Early in the discussion, Fuda said there are files at JFS with the names Fuda, Commissioner Mauro Cantalamessa and Polivka on them that are related to hiring.

“I didn’t know we had files that were labeled Fuda, Cantalamessa and Polivka. We have files here at the county for jobs. Were you aware of that?” he asked the other commissioners.

Fuda’s comments and questions further agitated Polivka, who tried several times to get Fuda to stop by trying to adjourn the meeting.

“This is going on for three weeks,” Polivka said of the Fuda’s hiring complaints. “You [Fuda] get everything you want. You don’t get something, you want to be a big baby and be a bully and cry about it,” Polivka said. “What’s your point, Frank? What’s your point? What’s your problem?”

Fuda said Polivka doesn’t know much about a former county jobs data base because Polivka only shows up at the office for “an hour” per week for meetings.

“You come on Wednesdays for an hour, and you want to complain,” Fuda said, estimating that Polivka has only signed about one percent of the county-related documents the other commissioners have signed over the past decade.

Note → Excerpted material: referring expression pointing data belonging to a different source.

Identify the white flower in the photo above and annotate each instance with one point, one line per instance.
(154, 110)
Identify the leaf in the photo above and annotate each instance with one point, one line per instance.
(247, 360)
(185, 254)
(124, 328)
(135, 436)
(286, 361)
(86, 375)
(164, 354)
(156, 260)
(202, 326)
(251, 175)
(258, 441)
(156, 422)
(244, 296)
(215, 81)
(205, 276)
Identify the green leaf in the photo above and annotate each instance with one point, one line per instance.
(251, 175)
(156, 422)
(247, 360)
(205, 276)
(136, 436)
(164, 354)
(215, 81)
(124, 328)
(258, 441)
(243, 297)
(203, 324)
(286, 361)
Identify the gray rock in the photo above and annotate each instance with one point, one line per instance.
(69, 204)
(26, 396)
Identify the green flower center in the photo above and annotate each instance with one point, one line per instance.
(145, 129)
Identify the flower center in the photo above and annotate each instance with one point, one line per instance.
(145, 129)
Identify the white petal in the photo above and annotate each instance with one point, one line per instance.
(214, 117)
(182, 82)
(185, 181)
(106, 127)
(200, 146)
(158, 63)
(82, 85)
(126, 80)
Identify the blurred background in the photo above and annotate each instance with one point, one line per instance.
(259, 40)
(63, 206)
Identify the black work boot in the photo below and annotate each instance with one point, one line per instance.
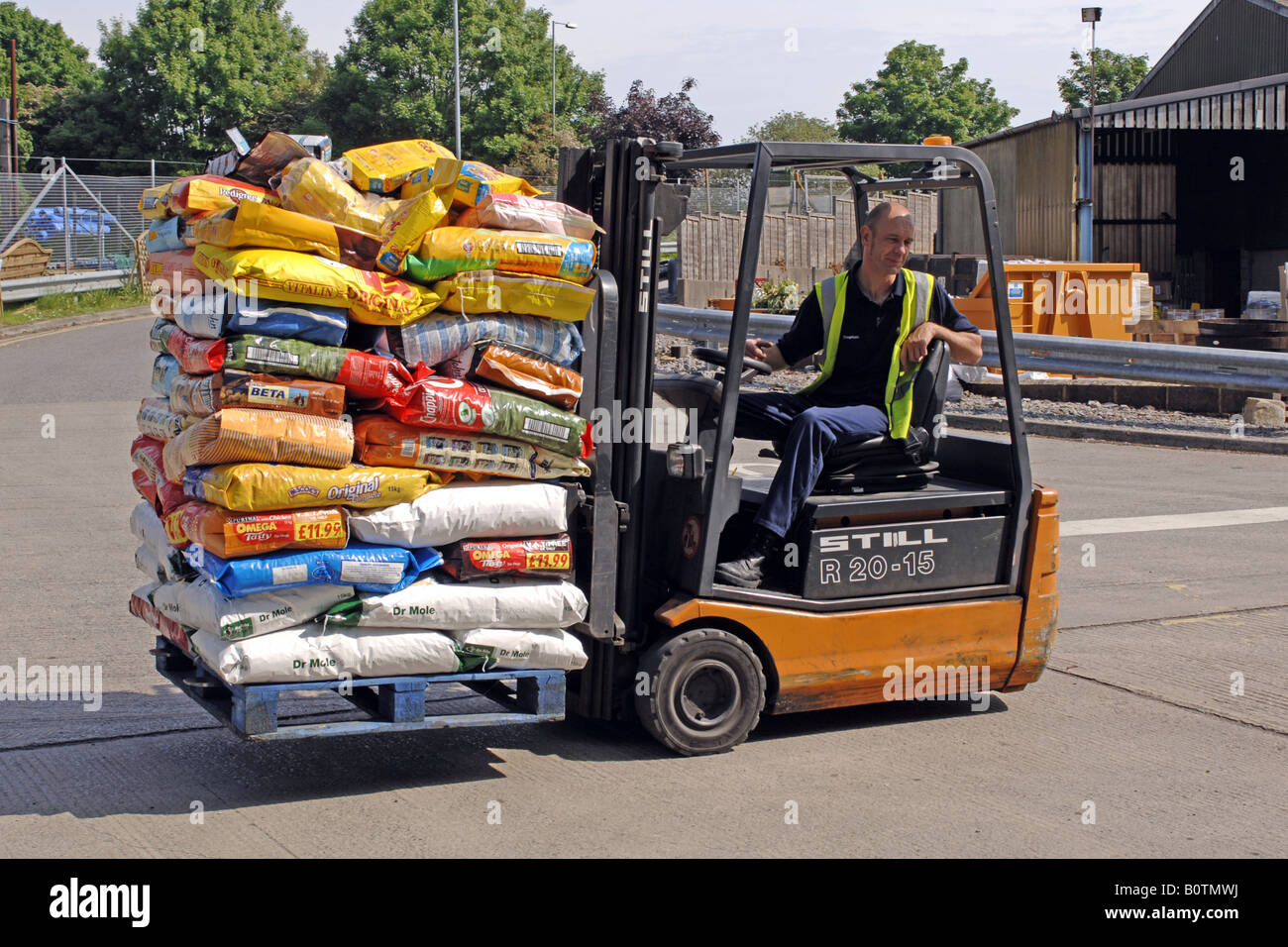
(747, 573)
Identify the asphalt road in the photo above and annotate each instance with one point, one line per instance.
(1134, 714)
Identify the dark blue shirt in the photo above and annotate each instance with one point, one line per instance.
(868, 334)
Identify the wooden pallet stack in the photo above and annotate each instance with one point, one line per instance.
(1168, 331)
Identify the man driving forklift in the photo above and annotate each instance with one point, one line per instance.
(875, 324)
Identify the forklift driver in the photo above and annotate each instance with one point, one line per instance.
(875, 324)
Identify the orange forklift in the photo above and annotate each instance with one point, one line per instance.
(931, 557)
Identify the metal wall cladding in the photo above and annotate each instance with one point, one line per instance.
(1237, 40)
(1034, 175)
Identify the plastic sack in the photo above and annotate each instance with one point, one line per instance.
(314, 188)
(380, 440)
(254, 434)
(196, 356)
(553, 650)
(143, 607)
(362, 373)
(166, 236)
(456, 405)
(532, 376)
(519, 294)
(467, 510)
(165, 369)
(295, 277)
(366, 569)
(204, 605)
(159, 421)
(261, 224)
(438, 338)
(537, 558)
(258, 487)
(459, 607)
(146, 526)
(204, 394)
(478, 180)
(232, 535)
(520, 213)
(147, 455)
(449, 250)
(407, 226)
(382, 167)
(317, 654)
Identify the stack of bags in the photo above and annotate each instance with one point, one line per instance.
(362, 410)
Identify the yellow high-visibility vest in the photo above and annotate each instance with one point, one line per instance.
(917, 290)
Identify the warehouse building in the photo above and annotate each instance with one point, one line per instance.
(1189, 175)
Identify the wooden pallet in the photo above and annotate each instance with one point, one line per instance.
(390, 703)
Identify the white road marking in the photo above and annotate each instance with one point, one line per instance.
(1173, 521)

“I’m on this phone with these guys every day,” Polivka said of county department heads. “I’ve got a different style. I’m a contractor. I’m out in the community with the people. I’m an action commissioner. You do your style.

“I don’t micromanage you. You don’t micromanage me. You do your style. I’ll do my style. Let Mauro do his style.”

Cantalamessa later discussed several measures the commissioners are taking to improve hiring practices, such as forming a committee to review applications for the controller’s job at the sanitary engineer’s office and another committee for hiring the next human-resources director. Longtime director James Keating is retiring this summer.